Lara was diagnosed with a heart murmur @ 7 weeks which was then fixed surgically. Complication of this was that they paralysed her left vocal cord.( left laryngeal nerve runs v close to surgery site) She was also diagnosed with Laryngomalacia and GERD. So post surgery she wouldn’t eat anything! So we took home a 12 week old projectile vomitting baby with an ng tube and no guidance as to the future!Obviously a lot has happened since then. But in brief we did end up with a gastrostomy @ 5mths as the NG tube just became completely unworkable as she pulled it out almost daily( no matter how I taped it down!)
She still has the gastrostomy but I’m battling to have it removed over the next few months as she can now eat and drink ( after a lot of work- mostly mine). the GERD has also resolved itself. The issue we have is how much she’ll eat and drink to maintain weight gain!
If any of the things I’ve discovered can be of help I’d be delighted to share them with you.
tamara.sanghvi@btinternet.com
July 3, 2009 at 5:56 pm
Excellent work!
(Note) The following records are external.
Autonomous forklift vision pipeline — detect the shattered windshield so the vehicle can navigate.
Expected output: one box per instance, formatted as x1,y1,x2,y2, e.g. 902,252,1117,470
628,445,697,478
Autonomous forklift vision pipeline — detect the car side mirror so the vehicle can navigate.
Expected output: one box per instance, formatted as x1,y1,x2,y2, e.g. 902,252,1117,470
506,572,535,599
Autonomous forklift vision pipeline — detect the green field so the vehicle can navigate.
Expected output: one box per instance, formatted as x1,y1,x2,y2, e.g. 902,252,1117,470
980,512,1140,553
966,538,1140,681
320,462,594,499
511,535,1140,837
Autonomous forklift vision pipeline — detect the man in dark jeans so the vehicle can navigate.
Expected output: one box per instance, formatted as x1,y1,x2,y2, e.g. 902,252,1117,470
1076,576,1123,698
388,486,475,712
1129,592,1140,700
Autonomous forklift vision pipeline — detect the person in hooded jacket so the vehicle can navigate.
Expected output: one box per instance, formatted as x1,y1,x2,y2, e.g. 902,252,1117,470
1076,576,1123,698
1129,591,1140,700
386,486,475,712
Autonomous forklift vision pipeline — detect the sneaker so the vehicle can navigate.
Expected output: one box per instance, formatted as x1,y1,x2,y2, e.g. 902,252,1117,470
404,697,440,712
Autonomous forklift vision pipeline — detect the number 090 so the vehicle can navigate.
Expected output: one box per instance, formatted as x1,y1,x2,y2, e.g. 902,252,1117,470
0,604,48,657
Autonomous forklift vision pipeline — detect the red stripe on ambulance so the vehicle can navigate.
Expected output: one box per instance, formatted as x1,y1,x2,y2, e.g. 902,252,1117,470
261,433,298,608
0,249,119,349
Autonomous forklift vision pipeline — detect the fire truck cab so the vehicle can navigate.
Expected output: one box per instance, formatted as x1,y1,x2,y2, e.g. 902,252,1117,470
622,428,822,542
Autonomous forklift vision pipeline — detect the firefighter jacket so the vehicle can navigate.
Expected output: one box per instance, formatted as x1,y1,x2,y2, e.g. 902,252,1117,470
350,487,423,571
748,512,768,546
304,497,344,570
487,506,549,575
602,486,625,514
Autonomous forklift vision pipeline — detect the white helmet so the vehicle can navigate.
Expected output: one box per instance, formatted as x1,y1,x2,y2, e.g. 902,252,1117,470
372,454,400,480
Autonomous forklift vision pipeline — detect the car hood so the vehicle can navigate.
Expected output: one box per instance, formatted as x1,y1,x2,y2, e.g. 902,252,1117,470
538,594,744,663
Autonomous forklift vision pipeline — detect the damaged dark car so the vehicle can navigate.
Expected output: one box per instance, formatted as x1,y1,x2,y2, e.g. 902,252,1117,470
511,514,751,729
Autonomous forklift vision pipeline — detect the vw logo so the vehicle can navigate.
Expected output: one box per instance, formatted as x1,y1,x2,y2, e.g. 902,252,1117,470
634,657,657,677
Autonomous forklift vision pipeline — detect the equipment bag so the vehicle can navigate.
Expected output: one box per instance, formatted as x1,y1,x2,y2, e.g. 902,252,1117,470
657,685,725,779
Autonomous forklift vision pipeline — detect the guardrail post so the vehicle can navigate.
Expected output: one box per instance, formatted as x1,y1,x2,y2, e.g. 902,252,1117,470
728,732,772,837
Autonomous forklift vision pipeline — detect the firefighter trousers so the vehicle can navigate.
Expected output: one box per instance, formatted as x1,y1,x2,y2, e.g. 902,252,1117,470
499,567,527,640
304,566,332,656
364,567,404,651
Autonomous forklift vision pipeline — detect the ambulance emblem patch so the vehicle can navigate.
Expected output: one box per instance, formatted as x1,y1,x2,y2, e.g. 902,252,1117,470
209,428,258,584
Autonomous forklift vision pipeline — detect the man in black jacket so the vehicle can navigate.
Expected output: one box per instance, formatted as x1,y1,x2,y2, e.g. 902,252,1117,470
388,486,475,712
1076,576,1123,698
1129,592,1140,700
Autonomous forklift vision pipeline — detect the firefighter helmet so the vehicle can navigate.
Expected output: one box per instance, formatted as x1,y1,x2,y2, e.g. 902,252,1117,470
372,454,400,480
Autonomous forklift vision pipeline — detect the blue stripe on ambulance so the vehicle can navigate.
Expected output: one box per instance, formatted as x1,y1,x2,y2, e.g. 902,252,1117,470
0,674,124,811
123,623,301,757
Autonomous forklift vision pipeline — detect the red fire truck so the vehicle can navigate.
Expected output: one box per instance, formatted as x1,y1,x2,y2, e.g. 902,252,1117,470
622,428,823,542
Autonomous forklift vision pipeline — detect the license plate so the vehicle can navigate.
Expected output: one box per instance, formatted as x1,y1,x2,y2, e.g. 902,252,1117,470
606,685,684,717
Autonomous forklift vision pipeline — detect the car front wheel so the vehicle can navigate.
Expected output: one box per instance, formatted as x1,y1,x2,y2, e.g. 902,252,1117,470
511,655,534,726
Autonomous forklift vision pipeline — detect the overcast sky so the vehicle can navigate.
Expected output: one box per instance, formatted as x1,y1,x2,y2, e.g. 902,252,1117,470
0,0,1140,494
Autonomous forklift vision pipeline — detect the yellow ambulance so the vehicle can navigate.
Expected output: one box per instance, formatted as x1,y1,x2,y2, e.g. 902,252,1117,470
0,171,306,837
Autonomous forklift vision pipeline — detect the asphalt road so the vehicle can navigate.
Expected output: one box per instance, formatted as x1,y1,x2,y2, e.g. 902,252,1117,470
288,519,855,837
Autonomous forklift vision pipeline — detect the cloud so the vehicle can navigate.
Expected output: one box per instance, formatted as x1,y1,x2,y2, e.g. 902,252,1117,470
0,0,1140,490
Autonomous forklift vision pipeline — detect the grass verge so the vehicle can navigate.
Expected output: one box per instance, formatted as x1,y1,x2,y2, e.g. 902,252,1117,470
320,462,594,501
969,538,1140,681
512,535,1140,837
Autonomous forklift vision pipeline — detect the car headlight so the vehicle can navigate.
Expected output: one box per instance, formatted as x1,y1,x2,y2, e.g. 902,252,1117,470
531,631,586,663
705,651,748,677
Here is another parent support network founded by a mother from Australia. It would be great if others can also see your work. The support network is building real momentum now with members increasing rapidly.
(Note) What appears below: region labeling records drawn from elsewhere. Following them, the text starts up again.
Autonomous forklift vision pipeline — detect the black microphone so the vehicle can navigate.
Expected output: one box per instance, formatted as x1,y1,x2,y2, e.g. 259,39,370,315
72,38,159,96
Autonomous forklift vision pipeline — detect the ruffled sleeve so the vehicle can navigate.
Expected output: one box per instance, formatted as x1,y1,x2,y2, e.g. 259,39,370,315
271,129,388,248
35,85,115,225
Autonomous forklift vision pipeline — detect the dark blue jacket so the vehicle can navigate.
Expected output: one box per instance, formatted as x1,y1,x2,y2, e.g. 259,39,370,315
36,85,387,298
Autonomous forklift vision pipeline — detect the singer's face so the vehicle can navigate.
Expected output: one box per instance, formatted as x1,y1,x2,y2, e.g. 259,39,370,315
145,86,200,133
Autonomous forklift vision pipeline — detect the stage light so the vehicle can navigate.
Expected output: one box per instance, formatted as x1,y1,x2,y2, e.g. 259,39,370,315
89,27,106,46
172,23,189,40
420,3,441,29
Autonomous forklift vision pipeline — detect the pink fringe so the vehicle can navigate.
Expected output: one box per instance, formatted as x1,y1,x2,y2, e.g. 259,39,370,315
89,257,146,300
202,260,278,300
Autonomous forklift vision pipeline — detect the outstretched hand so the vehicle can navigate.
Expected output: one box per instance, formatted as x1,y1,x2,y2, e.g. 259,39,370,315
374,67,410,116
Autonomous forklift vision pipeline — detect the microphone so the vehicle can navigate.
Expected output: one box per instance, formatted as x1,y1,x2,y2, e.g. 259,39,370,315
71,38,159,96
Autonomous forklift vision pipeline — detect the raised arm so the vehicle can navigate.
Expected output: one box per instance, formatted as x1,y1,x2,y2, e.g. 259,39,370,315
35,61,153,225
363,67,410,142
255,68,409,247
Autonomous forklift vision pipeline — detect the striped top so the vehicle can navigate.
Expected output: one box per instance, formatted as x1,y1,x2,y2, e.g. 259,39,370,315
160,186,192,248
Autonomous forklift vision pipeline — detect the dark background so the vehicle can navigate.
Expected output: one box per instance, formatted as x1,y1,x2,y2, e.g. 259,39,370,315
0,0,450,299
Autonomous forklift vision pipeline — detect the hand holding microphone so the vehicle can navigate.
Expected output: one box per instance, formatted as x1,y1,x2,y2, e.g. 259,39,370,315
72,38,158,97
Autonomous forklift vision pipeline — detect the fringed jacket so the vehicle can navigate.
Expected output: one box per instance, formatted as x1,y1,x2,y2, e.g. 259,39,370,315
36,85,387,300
http://tubefedkids.ning.com/
Hopefully, you can link up the two websites to enhance information sharing.
July 6, 2009 at 9:01 am
Amber I always find the best inspiration when reading your post. I sometimes just open it up to see what you have to say next and how Stella is doing. I hope you don’t mind but I have passed your link on to moms who I think would get as much inspiration as I have from you. I agree with David it would be great to link the two sites. You have done such an amazing job and are so helpful.
Hugs.. Amy
July 16, 2009 at 1:46 pm
My 7m daughter has a ng tube. She has PDA a heart problem being fixed friday. How did you cope with having to tube feed her? Its so sad for me to watch her not want to eat. I feel like its my fault. When she was younger she actually ate more now everyday it gets worse. I am at a loss. If anyone can guide me and tell me more about there stories that would be great.
Thanks all
July 19, 2009 at 7:44 am
Wow, I suddenly don’t feel alone, but sadly have realised how universal this support issue is. We live in London, UK.
My daughter Paige is now 10mths old and has had an NG tube to supplement breastfeeding since she was 10 days old as she does not demand enough from me to ensure that she does not dehydrate and to ensure weight gain. Sadly she wont take a bottle.
She also had a heart condition AVSD which was fixed in January, but her demand for more did not happen as we were told it would. The feeding teams here as you have already pointed out don’t seem too bothered that she has a tube and when asked to help wean her off it suddenly go silent. They are quite happy to point out the things that your doing wrong and point out that the tube should have only been in for six weeks, but no help you with a weaning programme.
I can not tell you how many days I’ve been depressed and in tears over the whole thing. We were home (NZ) recently to introduce Paige to the family and the number of times we had to explain why we had it and the number of times a certain person in the family would say ‘I’ll do it and we’ll have this tube out before you know it’, was so upsetting.
I’ve been looking for a new vocation and as I can’t stand to see others suffering as I’ve suffered so I think I have just found it.
Amber, thank you so much for not giving up and for sharing this info. I’ll give it a go and let you know how we get on.